Depuis, le prototype est devenu un vrai allié du quotidien pour les enfants comme pour les parents. "Depuis leur smartphone, les parents peuvent directement scanner les codes à barre de tous les médicaments de leur enfant. Au moment des traitements, le robot n'oublie jamais. Il va rappeler à l'enfant le moment des prises. Il va lui prononcer le nom des médicaments, lui rappeler la posologie et va le guider pas à pas, mimer lorsque cela est nécessaire. Si l'on est assidu, à la fin de la journée, il y a une petite récompense", raconte l'insatiable chef d'entreprise.

Des robots adoptés

La commercialisation a débuté en août 2019. Et depuis tout s'est enchainé. "Nous avons eu le marquage CE, les premiers résultats après six mois d'utilisation se sont avérés positifs avec de nettes améliorations tant au niveau de la santé des enfants qu'au niveau de la qualité de vie de ces familles. Certains parents nous rapportent que la dose des médicaments a été divisée par deux grâce à l'assiduité et une prise plus qualitative."

Le secteur médical s'est aussi emparé de cette nouvelle technologie puisque Joe et Léo sont devenus des dispositifs médicaux. "L'autre grand changement, c'est que l'on a été contacté par un certain nombre de grands hôpitaux qui souhaitent réaliser des essais cliniques pour prouver l'efficacité médicale du dispositif et donc nous avons trois études en ce moment. Une sur l'asthme, une autre sur la mucoviscidose et puis enfin, la dernière sur l'épilepsie", raconte Elodie Loisel.

Un développement à l'étranger ?

Enfin, tout récemment, une première mutuelle vient de prendre en charge le dispositif médical.

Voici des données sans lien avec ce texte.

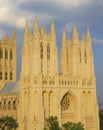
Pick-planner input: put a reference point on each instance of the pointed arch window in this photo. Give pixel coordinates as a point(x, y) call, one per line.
point(9, 105)
point(48, 52)
point(80, 55)
point(85, 55)
point(41, 51)
point(6, 75)
point(1, 53)
point(11, 54)
point(0, 75)
point(67, 56)
point(11, 75)
point(14, 105)
point(6, 54)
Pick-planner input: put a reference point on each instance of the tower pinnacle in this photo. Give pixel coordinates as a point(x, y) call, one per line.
point(75, 34)
point(64, 39)
point(14, 37)
point(36, 27)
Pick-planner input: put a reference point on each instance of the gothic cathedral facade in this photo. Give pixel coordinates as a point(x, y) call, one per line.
point(42, 91)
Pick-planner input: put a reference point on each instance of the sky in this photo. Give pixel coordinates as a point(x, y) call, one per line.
point(65, 13)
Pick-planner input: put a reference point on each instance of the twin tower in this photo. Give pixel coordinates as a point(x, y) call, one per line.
point(71, 94)
point(40, 53)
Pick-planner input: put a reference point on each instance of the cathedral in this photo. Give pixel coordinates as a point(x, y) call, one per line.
point(43, 91)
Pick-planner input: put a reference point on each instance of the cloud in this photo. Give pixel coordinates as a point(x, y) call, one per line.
point(97, 41)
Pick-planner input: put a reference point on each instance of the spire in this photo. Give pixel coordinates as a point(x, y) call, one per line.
point(14, 37)
point(36, 27)
point(88, 37)
point(83, 39)
point(52, 31)
point(64, 39)
point(26, 32)
point(75, 34)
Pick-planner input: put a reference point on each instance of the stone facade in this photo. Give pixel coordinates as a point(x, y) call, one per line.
point(44, 92)
point(8, 58)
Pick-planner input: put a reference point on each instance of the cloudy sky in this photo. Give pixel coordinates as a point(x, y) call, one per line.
point(83, 13)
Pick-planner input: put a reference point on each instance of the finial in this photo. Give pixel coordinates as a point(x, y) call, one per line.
point(75, 34)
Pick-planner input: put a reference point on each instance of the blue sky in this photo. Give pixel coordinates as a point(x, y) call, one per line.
point(83, 13)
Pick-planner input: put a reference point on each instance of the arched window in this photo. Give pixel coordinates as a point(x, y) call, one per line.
point(67, 57)
point(6, 54)
point(6, 75)
point(14, 105)
point(85, 55)
point(0, 75)
point(11, 54)
point(4, 105)
point(65, 102)
point(0, 105)
point(48, 52)
point(11, 76)
point(1, 53)
point(79, 55)
point(9, 105)
point(41, 51)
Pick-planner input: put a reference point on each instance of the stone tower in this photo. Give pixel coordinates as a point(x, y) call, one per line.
point(8, 59)
point(70, 95)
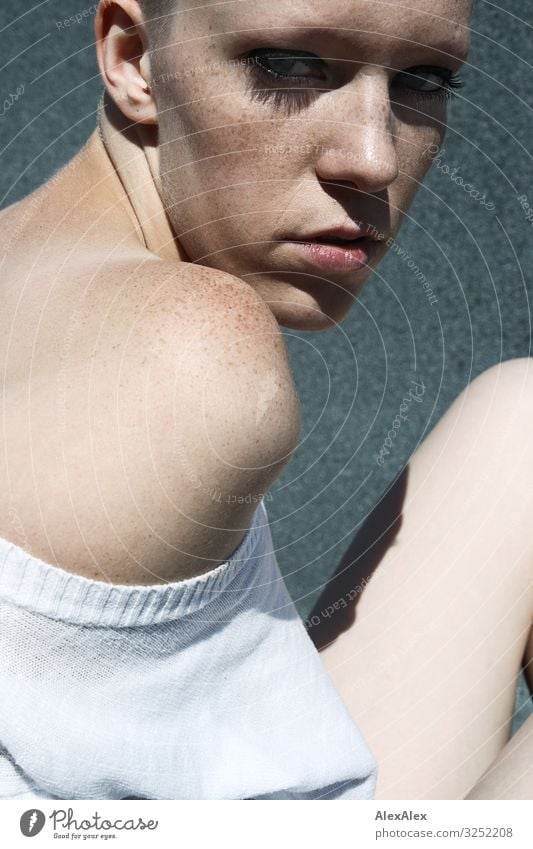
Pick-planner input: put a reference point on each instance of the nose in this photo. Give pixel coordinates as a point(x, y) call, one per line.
point(359, 146)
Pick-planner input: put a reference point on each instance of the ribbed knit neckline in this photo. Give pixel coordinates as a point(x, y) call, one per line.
point(43, 588)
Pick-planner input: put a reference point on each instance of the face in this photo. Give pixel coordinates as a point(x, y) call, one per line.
point(293, 137)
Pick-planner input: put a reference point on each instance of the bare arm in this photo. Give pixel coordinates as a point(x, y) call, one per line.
point(169, 411)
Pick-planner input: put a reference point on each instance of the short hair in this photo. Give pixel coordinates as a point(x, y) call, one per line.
point(157, 14)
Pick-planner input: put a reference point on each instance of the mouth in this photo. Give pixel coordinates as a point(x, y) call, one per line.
point(338, 250)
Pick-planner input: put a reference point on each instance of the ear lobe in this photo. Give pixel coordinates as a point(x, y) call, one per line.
point(122, 52)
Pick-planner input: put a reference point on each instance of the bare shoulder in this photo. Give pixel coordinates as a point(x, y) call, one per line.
point(160, 408)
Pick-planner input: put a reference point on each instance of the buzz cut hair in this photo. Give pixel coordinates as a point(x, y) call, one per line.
point(158, 15)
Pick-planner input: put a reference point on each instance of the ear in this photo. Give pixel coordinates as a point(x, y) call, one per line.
point(122, 52)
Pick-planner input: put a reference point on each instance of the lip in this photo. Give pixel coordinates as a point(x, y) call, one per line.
point(337, 258)
point(344, 231)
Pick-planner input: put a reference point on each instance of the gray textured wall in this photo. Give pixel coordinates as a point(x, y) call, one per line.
point(351, 379)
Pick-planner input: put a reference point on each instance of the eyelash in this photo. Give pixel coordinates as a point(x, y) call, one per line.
point(302, 94)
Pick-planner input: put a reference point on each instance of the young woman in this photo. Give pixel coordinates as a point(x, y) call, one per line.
point(250, 168)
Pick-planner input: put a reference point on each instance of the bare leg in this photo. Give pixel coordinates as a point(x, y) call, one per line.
point(427, 662)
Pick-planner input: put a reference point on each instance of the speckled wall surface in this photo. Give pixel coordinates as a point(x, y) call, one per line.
point(476, 256)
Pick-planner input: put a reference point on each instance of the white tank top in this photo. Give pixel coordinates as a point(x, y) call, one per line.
point(208, 688)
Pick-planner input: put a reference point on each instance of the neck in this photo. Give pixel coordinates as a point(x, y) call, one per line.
point(132, 150)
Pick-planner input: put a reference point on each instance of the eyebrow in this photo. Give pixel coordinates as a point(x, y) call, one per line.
point(454, 48)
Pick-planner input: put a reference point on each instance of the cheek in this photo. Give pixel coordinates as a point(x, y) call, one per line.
point(414, 147)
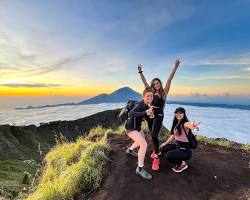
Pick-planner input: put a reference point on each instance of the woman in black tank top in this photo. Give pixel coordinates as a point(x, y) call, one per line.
point(159, 100)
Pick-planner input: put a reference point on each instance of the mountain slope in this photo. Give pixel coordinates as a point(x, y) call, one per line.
point(23, 142)
point(214, 173)
point(121, 95)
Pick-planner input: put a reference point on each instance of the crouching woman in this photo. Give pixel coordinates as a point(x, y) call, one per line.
point(179, 152)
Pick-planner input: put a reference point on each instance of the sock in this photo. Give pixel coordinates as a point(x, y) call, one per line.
point(140, 167)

La trentenaire, qui allie entrepreneuriat et vie de famille d'une main de fer dans un gant de velours, souhaite que ces études cliniques prouvent "l'utilité médicale et économique de sa solution" afin d'être pris en charge par la Sécurité sociale et les mutuelles.

Elle ambitionne également de se développer à l'étranger dans des pays comme l'Allemagne par exemple, en avance sur ce sujet. L'avenir de Ludocare est toujours aussi prometteur.